Many of these methods described aim to make sense out of the (not provided) data but none of them are designed to estimate exactly which keywords are contained in the (not provided) data population.

One of the methods that come close is by utilizing custom filter to determine which landing pages attract the (not provided) traffic. Another method is to utilize the custom filter and combine the organic search keyword position and landing page.

A reasonable solution would be to in-directly estimate unknown value by utilizing what is already known. Here is a scientific method that demonstrates this idea. Imagine you have two tubes of protein solutions. One with known concentration, the other one is unknown. You have a chemical that can change the color of the protein solution; if it has a lot of protein, the color will get darker, if no protein is present, it will stay clear.

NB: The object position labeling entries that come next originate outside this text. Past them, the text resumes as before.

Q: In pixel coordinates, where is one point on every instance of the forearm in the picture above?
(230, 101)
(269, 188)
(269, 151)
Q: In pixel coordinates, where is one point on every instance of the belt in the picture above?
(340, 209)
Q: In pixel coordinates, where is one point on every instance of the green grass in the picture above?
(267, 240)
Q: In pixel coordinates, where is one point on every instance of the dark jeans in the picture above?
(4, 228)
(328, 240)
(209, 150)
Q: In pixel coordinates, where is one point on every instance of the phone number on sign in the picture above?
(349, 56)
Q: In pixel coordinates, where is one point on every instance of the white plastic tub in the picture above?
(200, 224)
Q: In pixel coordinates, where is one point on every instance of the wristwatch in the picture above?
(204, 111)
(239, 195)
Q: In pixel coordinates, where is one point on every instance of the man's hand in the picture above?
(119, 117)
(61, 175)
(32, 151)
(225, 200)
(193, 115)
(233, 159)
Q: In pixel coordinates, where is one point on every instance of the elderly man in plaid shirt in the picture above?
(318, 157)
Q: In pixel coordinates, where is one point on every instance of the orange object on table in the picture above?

Since you have a tube with known concentration, you can create a standard curve by varying the amount of protein is present in the solution to create different darkness. When plot it on a graph, it will look like the following.


unknown protein concentration


Then you can take out certain amount of the unknown concentration protein solution to see how dark it will get. So by knowing the darkness of the unknown protein solution, you can find out how concentrated it is based on the standard curve.

Now back to our search traffic.

Our known factors

–          A specific landing page

–          % of traffic that is brought in by the known Keywords

Assuming the condition between the known keyword traffic and (not provided) traffic is the same (distribution of user’s browser, geo location, language etc), we can now estimate how much (not provided) traffic is brought in to this specific landing page by these known keywords.

For example, let’s say there are two keywords (keyword #1 and keyword #2) that are bringing users to a landing page A. Keyword #1 brings in 20% of the organic search traffic and keyword #2 brings in 80% of the organic search traffic.

Next we will determine the (not provided) traffic to the landing page A (let’s say it is 100). So out of these 100 visits, 20 visits (20%) are likely brought in by keyword #1 and 80 visits (80%) are likely brought in by Keyword #2.

This estimation method is not perfect and a lot of assumption is made, but it will at least give a quantifiable number and eliminate some of the (not provided) data uncertainty.